LoongFlow isn't just another tool-calling library. It is designed around two biological and cognitive principles: Structured Thinking and Evolutionary Memory.

The PES Paradigm (Thinking)

Instead of a simple "Action $\rightarrow$ Observation" loop, LoongFlow enforces a cognitive rhythm called PES:

Plan: The agent doesn't blindly try code. It reviews history, analyzes the problem, and generates a strategic blueprint.
Execute: The agent implements the plan, but with strict verification contracts (e.g., checking if the code actually runs or if the math holds up).
Summary: This is the game-changer. The agent performs an "abductive reflection"—analyzing why a specific attempt failed or succeeded and writing that knowledge into its long-term memory.

Evolutionary Memory (Learning)

Most agents "forget" everything once the session ends. LoongFlow uses Evolutionary Algorithms (EA) to maintain a population of solutions, similar to biological evolution.

Multi-Island Model: It maintains diverse "species" of solutions on different "islands" to prevent the agent from converging on a bad solution too early.
MAP-Elites: It archives high-quality solutions based on their features, allowing the agent to "teleport" to a promising previous state rather than starting from scratch.
Evolution Tree: A global view of the decision history, allowing the agent to balance exploration (trying new things) and exploitation (refining what works).

2. Benchmarks: Breaking the Ceiling

LoongFlow has been tested on tasks where "guessing" is impossible.

🧮 Mathematical Discovery (Tao & AlphaEvolve Challenges)

On high-precision geometry and algebra problems proposed by Terence Tao and the AlphaEvolve team, LoongFlow didn't just match baselines—it set new records.

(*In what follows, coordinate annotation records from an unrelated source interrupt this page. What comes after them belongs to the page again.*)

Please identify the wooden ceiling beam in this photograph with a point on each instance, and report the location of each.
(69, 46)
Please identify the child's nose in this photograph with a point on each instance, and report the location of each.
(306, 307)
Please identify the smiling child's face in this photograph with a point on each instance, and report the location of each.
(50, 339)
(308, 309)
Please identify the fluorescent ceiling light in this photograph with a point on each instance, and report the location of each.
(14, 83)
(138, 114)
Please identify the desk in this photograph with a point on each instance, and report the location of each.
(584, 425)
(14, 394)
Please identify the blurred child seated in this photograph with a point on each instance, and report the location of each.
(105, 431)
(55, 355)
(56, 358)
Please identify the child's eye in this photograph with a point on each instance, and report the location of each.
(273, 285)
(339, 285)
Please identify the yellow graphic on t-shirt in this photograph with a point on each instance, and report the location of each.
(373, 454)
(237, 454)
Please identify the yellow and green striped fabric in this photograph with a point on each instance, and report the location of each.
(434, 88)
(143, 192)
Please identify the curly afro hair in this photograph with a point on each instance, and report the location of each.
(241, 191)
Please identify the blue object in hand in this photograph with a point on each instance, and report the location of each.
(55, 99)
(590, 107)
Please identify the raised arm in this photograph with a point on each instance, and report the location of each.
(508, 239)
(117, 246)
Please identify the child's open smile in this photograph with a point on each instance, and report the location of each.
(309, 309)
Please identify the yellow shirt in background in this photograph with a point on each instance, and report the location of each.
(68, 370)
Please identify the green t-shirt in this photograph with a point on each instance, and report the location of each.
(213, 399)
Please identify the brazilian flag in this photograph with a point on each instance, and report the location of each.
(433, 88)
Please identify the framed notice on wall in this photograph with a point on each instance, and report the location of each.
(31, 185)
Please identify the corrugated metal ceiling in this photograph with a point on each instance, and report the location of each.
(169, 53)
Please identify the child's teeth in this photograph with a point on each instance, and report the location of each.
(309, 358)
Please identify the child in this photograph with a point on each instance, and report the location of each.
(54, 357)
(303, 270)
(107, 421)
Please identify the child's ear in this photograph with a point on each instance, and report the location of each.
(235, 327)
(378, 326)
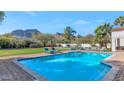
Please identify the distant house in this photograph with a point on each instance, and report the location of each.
(118, 39)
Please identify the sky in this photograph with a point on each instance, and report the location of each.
(83, 22)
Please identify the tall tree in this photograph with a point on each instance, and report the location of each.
(2, 16)
(103, 34)
(69, 34)
(119, 21)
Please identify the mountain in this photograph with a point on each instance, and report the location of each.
(25, 33)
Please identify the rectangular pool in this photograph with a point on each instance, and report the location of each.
(73, 66)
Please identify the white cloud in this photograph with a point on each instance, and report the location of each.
(81, 22)
(30, 13)
(100, 20)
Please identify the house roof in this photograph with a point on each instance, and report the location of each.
(118, 29)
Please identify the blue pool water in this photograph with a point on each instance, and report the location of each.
(74, 66)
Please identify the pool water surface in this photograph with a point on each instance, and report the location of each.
(73, 66)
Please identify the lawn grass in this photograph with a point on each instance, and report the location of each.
(12, 52)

Circle Packing: Maximizing the radius of 26 circles in a square. Previous best (Human): $2.634$. LoongFlow: $2.635$.
Second Autocorrelation Inequality: LoongFlow pushed the lower bound to $0.9027$, beating the previous AlphaEvolve SOTA.
Efficiency: Compared to other evolutionary frameworks (like OpenEvolve or ShinkaEvolve), LoongFlow achieves these results with 60% higher sample efficiency.

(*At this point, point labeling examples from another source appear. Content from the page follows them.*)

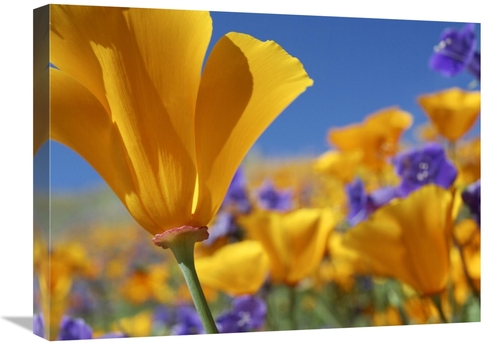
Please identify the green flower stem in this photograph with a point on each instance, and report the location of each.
(437, 302)
(184, 254)
(293, 306)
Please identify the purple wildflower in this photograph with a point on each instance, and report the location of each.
(248, 313)
(427, 165)
(456, 52)
(187, 322)
(74, 329)
(270, 198)
(472, 198)
(358, 202)
(237, 195)
(361, 204)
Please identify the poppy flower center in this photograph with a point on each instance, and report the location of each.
(422, 171)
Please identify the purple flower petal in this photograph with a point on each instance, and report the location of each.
(188, 322)
(248, 313)
(237, 195)
(455, 51)
(381, 196)
(269, 198)
(74, 329)
(418, 167)
(358, 199)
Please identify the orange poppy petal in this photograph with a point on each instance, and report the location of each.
(258, 80)
(236, 269)
(75, 115)
(453, 111)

🏆 Kaggle Grandmaster Level (MLE-Bench)

Data Science requires intuition + rigorous testing. On the OpenAI MLE-Bench (a benchmark of 75 Kaggle competitions), LoongFlow's 『ML-Evolve』 agent won Gold Medals in 23 distinct challenges.

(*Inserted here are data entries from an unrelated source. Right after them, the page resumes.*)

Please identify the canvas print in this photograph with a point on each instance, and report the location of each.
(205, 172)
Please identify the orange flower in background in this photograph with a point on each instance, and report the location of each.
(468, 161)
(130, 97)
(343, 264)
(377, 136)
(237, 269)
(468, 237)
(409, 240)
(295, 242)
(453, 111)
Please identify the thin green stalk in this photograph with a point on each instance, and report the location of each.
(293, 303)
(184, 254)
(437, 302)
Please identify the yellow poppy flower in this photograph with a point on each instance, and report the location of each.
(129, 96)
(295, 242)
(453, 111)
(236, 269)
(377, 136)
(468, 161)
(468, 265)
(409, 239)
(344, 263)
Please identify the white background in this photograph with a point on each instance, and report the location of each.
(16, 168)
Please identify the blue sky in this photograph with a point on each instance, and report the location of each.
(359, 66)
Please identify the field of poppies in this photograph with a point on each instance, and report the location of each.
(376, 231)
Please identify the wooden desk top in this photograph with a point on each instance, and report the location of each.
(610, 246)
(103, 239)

3. Real-World Use Case: The "GPU Doctor" Agent

LoongFlow is highly adaptable. A practical example currently in development is a GPU Troubleshooting Agent designed for Cloud Ops.

4. Getting Started

LoongFlow is open source and Python-native. It fits into the modern AI stack (supports OpenAI, DeepSeek, etc.).

Installation:

cd LoongFlow
uv venv .venv --python 3.12
source .venv/bin/activate
uv pip install -e .

Defining a Simple Agent: You can quickly extend the 『Planner』, 『Executor』, and 『Summary』 classes to fit your domain, or use the pre-built General-Evolve agent for algorithmic tasks.

from loongflow.agents import GeneralEvolveAgent

# Initialize with your LLM config
agent = GeneralEvolveAgent()

# Run a complex task
result = await agent.run()

Conclusion

We are moving past the era of "Prompt Engineering" and into the era of "Agent Evolution." If you are working on complex tasks where standard RAG or ReAct loops are failing, LoongFlow provides the structured reasoning and memory needed to break through.